Good sense would have been to vacate the overall transgression immediately, but that would be counterproductive to China's aim, showing it in a benign light. Hardening the stance at Depsang, Gogra, Hot Springs, and the Fingers Complex was automatic, probably with strict orders not to engage. It is a measure of PLA inefficiency that it failed to look around and appreciate the ground.
Ground for quid pro quo by India existed all along the length of the Kailash Range towards Dungti and Demchok. However, the PLA would have had to either bring additional troops to occupy these features or place small detachments from Moldo to man these. Additional troops would have probably flared hostilities.
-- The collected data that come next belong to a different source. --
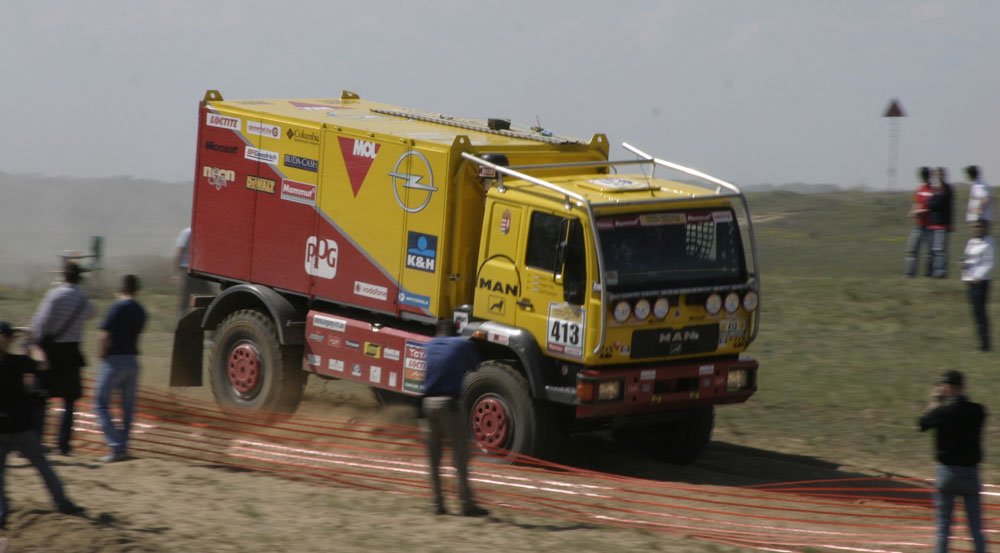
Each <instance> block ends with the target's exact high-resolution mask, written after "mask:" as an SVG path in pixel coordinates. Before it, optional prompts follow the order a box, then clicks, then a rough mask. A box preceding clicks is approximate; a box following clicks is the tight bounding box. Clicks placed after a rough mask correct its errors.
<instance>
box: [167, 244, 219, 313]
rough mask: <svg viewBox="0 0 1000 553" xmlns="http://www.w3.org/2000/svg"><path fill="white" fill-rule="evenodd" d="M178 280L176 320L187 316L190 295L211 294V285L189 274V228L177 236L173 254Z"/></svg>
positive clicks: (198, 278)
mask: <svg viewBox="0 0 1000 553" xmlns="http://www.w3.org/2000/svg"><path fill="white" fill-rule="evenodd" d="M174 263H175V264H176V266H177V271H178V278H179V279H180V281H181V294H180V306H179V311H178V316H177V318H178V319H180V318H181V317H183V316H184V315H186V314H187V312H188V308H189V307H190V305H189V304H188V302H190V301H191V295H192V294H211V293H212V285H211V284H210V283H209V282H207V281H205V280H202V279H200V278H195V277H193V276H191V274H190V272H189V271H190V267H191V227H187V228H185V229H184V230H182V231H181V233H180V234H179V235H178V236H177V250H176V252H175V254H174Z"/></svg>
It either just ignored the Chushul-Moldo Heights or hoped like hell that the Indian Army would not have the sense, initiative or courage to seize the obvious opportunity. By mid-August 2020, the Indian Army had rapidly built up additional formations supported by armour and Infantry Combat Vehicles. With that confidence brought on by additional troops, the occupation of the heights, which were essentially on our own side of the LAC, took place on August 29-30, 2020. The fact that the PLA responded almost desperately and out of frustration to the setback but did not press home hostilities revealed the nature of operations the PLA was undertaking. There was enough provocation by the Indian occupation of the heights. The Chinese responded, but Indian troops held their ground.
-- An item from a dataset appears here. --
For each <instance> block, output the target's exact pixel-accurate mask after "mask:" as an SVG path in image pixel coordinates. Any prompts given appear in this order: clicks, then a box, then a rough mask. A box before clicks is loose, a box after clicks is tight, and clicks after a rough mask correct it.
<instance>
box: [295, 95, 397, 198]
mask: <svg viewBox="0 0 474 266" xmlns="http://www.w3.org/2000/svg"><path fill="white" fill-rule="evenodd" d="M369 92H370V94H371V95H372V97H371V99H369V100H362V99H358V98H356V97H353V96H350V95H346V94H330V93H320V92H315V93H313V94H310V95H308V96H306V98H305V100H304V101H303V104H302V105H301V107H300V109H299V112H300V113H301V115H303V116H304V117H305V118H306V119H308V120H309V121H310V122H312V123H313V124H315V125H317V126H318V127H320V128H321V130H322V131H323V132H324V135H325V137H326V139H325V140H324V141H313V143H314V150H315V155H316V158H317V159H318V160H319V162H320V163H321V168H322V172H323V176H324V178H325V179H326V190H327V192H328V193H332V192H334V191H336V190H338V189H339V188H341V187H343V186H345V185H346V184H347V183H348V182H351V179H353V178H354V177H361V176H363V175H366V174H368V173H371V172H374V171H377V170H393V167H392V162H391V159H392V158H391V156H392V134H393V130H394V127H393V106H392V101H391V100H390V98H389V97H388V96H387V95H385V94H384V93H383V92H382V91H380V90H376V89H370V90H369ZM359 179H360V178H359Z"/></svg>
Failure to anticipate the Chushul operation was a moral low point for the PLA. However, it was a good projection for us of the fact that the PLA was facing an experienced and well-trained Indian Army. It placed more doubts in the minds of the PLA leadership. With the world in global reset mode, linkages and equations are now rapidly changing.
Similarities with the uncertainty of 1990-91 (post-Cold War) are noticeable. It is important for India to develop its high altitude strategy with a balance of offensive and defensive tasks and let capability rather than rhetoric talk for itself. Changes in the global and regional order will take process and time, and the Chinese are likely to stay put until something more definitive does not emerge. There will be a series of meetings and talks at the operational military level and progressively at the political level too. Much will depend on the speed at which Joe Biden wishes to progress things internationally.
By taking its chances in Ladakh against India, without thinking through the strategy and its end game, China has actually given India a better understanding of its own long term threat perceptions. It has speeded up the formulations of partnerships and added greater clarity to the existence of some like the Quadrilateral of nations.
At the end of the day, the Ladakh engagement may have actually provided more reality to China's self-perception of its strengths and weaknesses and given the world more leeway and perhaps more time to consider how it will deal with a future hegemon. By suitably resisting the Chinese attempts at coercion and yet not going overboard in either rhetoric or attitude, India has actually demonstrated how mature nations should deal with coercion.
But this is also not the end of the game, and its preparedness for future standoffs in the collusive threat environment will prove its ultimate worth for the rest of the world. There really is no time to rest, pandemic or no pandemic.
Lt Gen Syed Ata Hasnain (Retd) is former Commander of Srinagar-based 15 Corps and now Chancellor of Central University of Kashmir.